Funny, I'm an INFJ! Thanks for the book rec. The one that you have: does it have a photo of a woman (the author?) on the cover, or is the cover purple? And yes, everything from spontaneous plans to a stressful day at work to a serious illness reveals gobs of character. Oddly, one of the men who I've spent some time with is currently out of town, dealing with the fairly sudden death of his brother (his only sibling).


----------



## Ursula (Dec 2, 2016)

Evinrude58 said:


> Once again you’re trying to narrow when you should widen your loop.
> 
> Don’t settle on one until you have reason to believe they are a superb person and have a track record of treating people well, especially under duress.
> 
> ...


So many good thoughts, thanks Evinrude. I would like to eventually narrow it down, but actually am also broadening my loop at the same time. I have a coffee meetup with a new man Saturday evening.
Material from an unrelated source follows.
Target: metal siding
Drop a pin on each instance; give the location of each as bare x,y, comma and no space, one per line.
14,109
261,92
Out of the three on my current roster (does that sound bad?), 2 have stable careers, 1 works hard but doesn't have what I would call a 'career' type job; none take drugs, with 1 getting drug tested regularly for his work; All drink about as much as me (once in awhile); and I have no idea about gambling, although one works in a casino. One is 40, divorced with 2 small children and lives next door to his ex-wife because it's easier for the kids. One has 4 very grown kids, and the eldest of those has 2 kids, so that makes the man I'm seeing a 44 year old Grandpa. The last one has never been married, no kids and is 46.


----------



## Married but Happy (Aug 13, 2013)

Ursula said:


> Funny, I'm an INFJ! Thanks for the book rec. The one that you have: *does it have a photo of a woman (the author?) on the cover*, or is the cover purple? And yes, everything from spontaneous plans to a stressful day at work to a serious illness reveals gobs of character. Oddly, one of the men who I've spent some time with is currently out of town, dealing with the fairly sudden death of his brother (his only sibling).
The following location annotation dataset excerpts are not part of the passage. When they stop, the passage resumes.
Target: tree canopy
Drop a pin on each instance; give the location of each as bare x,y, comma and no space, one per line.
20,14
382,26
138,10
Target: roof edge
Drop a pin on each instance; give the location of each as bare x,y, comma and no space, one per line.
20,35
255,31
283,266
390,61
Yes, it does have the author on the front of the dust jacket. I don't recall the color.

The book I used for interpreting Myers-Briggs for dating is the second edition, "Please Understand Me II" - I've seen some sites get the interpretation wrong and recommend the wrong types for matching. Essentially, you want someone with the same communication style (abstract, for xNxx types versus concrete for the xSxx types). The N types are much less common than the S types, so it can be harder to find a match. However, from what I've seen, the N types seem to congregate online.


----------



## Blaine (Jul 23, 2015)

I have to agree with everyone else don't narrow the field widen it BUTTT If I take you at ur word. Organize a ranking system, date them until there is a clear winner and loser then dump the winner and date the loser. If you are right and u always choose the wrong guy then choose the opposite. lol


----------



## Bananapeel (May 4, 2015)

Ursula said:


> I have a coffee meetup with a new man Saturday evening.
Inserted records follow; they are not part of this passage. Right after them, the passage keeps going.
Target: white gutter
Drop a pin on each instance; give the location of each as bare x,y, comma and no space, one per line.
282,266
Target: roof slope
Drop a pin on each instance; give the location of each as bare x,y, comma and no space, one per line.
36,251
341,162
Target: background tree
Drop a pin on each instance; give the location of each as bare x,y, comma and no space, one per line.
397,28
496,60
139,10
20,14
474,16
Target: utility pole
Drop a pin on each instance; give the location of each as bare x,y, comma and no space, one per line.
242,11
Ahhh, the dreaded coffee date (a.k.a. the kiss of death). It shows no creativity and is about as exciting as going to the dentist. For about $5-10 more you could go play mini golf, or race go carts, or go jump on a trampoline, or watch a live band at an outdoor concert (many of these are free), or each buy something new to try eating at the farmers market, or pick apples at an orchard. Anyway, try to have fun and hopefully the caffeine will keep you alert enough to pay attention!


----------



## Ursula (Dec 2, 2016)

Bananapeel said:


> Ahhh, the dreaded coffee date (a.k.a. the kiss of death). It shows no creativity and is about as exciting as going to the dentist. For about $5-10 more you could go play mini golf, or race go carts, or go jump on a trampoline, or watch a live band at an outdoor concert (many of these are free), or each buy something new to try eating at the farmers market, or pick apples at an orchard. Anyway, try to have fun and hopefully the caffeine will keep you alert enough to pay attention!


I don't mind going for coffee for the first meetup, in fact, that's what I normally do/suggest, or what is suggested by the other party. It works: it's a comfortable environment, hot stuff to sip on, and the meetup only goes for an hour or 2, which is good, especially if things aren't going uncomfortably. If things go really well, extending our time together is always an option. Coffee doesn't keep me alert... It's a relaxant for me, according to my naturopathic doctor.


----------



## Bananapeel (May 4, 2015)

If you don't mind me quoting an old favorite: "a date is supposed to be a fun filled, romantic opportunity, with a chance for sex to happen". Coffee dates do none of those things. They are boring, platonic, and only rarely lead to sex. But hey, if they work for you then go for it!


----------



## Ursula (Dec 2, 2016)

Bananapeel said:


> If you don't mind me quoting an old favorite: "a date is supposed to be a fun filled, romantic opportunity, with a chance for sex to happen". Coffee dates do none of those things. They are boring, platonic, and only rarely lead to sex. But hey, if they work for you then go for it!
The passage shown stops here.